I tried a new approach during my month-long trip to Europe. I cut my picture-taking to one quarter of the amount I usually snap. Why? In the same way I bought very few souvenirs because I have no room for them in my house, I determined that if I only took pictures I knew I would keep, I’d return home a happier traveler.
I got the idea from my brother who is seventy years old and has dutifully taken lots of pictures on his many travels. He told me that he had eliminated almost every picture without humans in the frame. The people (whom he knew or who were crucial in the picture) made the photo valuable to him.

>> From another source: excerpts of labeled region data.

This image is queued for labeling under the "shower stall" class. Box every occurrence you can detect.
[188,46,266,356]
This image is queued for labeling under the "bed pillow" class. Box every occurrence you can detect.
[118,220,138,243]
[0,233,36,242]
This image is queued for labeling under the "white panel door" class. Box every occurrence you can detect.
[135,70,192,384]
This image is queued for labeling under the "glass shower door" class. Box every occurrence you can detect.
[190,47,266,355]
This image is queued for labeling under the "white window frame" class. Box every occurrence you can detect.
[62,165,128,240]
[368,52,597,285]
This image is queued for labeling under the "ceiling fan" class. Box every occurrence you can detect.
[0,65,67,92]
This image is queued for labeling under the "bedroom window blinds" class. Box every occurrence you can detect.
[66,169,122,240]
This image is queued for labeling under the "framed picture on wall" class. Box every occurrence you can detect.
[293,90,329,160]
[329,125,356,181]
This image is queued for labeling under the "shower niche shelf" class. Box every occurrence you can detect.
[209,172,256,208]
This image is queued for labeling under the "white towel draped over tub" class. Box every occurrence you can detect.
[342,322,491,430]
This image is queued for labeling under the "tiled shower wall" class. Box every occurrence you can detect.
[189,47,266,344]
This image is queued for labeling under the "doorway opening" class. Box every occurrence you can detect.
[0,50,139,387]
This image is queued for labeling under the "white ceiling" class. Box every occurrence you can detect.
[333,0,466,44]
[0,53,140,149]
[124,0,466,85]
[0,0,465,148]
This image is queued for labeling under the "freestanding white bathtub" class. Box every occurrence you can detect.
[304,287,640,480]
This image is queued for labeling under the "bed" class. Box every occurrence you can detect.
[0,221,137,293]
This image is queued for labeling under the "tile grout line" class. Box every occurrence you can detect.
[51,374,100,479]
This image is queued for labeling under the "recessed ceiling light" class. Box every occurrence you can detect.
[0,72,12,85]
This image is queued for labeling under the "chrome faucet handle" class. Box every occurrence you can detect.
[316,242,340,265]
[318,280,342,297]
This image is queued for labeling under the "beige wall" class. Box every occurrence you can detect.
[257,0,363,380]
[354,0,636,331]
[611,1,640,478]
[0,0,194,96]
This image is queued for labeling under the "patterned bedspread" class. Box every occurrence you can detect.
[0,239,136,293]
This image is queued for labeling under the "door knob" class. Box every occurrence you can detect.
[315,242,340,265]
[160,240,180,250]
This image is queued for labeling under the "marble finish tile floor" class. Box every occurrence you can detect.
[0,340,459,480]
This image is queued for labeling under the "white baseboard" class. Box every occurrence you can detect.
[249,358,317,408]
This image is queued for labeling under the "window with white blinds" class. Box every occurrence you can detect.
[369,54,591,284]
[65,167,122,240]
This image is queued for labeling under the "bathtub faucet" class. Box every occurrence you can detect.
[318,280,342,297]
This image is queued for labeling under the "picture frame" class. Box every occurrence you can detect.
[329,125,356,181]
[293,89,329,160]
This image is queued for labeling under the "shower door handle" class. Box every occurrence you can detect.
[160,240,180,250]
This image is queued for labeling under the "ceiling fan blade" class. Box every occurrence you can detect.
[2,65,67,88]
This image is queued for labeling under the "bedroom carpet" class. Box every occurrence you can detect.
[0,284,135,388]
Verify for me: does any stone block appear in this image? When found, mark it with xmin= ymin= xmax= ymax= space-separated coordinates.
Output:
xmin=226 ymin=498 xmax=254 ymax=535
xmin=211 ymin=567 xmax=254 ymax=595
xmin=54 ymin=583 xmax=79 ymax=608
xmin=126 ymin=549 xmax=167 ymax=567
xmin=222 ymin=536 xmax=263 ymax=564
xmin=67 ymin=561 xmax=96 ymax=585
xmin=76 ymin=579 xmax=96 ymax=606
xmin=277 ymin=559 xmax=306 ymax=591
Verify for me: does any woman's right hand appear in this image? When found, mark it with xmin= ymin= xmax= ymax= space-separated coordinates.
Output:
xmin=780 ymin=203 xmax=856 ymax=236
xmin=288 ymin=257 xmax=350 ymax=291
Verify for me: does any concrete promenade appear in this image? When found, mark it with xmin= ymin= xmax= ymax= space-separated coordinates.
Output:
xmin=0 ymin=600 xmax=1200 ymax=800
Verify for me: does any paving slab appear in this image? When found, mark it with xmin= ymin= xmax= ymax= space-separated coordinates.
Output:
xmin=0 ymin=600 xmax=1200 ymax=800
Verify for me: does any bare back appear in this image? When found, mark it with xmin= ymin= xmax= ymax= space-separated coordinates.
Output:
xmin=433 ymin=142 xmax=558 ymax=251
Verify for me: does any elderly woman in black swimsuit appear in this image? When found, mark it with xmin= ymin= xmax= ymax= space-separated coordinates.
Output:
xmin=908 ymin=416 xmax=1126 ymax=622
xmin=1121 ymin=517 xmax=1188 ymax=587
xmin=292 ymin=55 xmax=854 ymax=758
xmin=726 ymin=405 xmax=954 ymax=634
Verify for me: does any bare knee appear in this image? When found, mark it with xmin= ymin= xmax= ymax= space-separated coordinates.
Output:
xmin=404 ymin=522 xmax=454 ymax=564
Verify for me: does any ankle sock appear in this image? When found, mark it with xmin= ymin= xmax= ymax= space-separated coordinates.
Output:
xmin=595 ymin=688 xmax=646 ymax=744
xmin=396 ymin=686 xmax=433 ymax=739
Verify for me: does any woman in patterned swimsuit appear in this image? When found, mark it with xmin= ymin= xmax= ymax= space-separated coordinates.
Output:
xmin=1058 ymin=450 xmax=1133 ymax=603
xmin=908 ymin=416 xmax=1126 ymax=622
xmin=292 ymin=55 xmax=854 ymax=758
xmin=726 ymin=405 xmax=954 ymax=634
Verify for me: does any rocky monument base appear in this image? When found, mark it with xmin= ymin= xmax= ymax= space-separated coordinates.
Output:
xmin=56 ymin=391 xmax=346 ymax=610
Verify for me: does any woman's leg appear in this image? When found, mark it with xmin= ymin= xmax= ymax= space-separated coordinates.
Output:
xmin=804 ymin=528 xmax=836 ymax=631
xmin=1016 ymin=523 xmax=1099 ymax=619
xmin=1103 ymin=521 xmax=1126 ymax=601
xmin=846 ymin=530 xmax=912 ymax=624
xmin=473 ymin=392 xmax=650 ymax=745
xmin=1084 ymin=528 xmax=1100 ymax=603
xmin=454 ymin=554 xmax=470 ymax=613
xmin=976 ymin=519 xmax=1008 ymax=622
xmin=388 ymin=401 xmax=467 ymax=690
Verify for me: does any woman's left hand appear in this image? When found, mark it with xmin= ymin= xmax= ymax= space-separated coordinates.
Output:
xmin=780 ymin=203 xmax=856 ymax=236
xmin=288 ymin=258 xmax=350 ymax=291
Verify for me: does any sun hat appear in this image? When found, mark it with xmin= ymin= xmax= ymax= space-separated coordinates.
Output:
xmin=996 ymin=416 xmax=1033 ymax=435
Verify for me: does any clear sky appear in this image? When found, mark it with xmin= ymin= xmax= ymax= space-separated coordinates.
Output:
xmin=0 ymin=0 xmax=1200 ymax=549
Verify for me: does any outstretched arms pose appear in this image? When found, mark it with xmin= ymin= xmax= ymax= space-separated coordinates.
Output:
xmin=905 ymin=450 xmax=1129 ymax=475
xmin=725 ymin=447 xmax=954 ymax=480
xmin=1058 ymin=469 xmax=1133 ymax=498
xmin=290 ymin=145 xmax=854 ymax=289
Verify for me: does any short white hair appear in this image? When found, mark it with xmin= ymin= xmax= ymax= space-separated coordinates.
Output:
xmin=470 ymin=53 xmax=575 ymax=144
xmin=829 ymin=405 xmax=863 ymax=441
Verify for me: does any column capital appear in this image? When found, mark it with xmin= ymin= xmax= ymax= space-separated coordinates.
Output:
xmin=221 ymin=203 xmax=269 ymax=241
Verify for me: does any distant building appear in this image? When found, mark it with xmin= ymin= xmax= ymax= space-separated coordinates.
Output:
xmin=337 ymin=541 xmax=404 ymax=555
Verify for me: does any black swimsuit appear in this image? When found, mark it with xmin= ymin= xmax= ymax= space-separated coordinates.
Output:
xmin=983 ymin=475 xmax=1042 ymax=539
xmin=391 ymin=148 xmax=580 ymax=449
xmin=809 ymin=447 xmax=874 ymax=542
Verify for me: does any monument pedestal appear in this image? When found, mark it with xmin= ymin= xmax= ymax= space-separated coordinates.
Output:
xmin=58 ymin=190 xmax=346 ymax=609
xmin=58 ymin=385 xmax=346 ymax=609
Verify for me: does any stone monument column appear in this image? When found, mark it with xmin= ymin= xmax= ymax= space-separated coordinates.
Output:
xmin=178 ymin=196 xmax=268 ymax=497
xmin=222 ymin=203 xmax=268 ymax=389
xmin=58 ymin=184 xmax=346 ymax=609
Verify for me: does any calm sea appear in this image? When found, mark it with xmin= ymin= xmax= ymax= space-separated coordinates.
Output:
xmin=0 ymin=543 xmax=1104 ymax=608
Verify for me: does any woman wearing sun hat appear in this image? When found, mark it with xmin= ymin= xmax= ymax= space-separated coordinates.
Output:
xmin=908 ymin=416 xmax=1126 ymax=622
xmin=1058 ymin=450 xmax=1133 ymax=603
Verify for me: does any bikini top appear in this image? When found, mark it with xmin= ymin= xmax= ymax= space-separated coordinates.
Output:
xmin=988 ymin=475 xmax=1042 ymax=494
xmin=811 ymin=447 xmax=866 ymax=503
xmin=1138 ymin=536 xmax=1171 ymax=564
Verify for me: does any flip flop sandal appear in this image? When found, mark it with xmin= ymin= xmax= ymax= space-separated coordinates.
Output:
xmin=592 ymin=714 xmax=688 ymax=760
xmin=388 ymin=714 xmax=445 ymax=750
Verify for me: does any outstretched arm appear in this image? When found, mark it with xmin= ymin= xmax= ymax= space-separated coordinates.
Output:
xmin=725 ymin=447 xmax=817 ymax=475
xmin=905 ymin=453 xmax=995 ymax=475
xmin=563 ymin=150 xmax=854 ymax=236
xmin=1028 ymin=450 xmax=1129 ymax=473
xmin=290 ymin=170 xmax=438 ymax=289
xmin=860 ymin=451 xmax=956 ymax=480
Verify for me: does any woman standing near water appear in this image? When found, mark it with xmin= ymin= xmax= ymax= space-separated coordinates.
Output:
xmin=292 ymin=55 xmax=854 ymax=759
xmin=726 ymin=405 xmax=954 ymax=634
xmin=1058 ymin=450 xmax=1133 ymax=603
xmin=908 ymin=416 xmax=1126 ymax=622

How many pictures of the outside or inside of a church does a person need? Do I want more than one picture of the Coliseum? Can I distinguish this cute narrow street in Italy from the hundreds of others I’ve taken? Why keep pictures of crowds of people or statues that hold no meaning for me. I admit: on one trip, I took snaps of the backside of every statue I came upon. Silly. Those photos are gone.
It’s true that swiping through hundreds of pictures I took on a certain adventure recalled the fun (and challenges) I had on that trip. But I could have the same experience viewing ten carefully chosen pictures to represent the high points of my cruise around, say, the Greek Islands. Plus, when I show only ten pictures to my friends, I’m less likely to bore them.
This trip I concentrated on placing memorable people in front of amazing sites, never the site alone or the people alone. If I took a picture without people, it was because I saw something frameable to capture. Below, some pictures that are keepers.
How about you? Have you inventoried your pictures? How will you decide what to delete?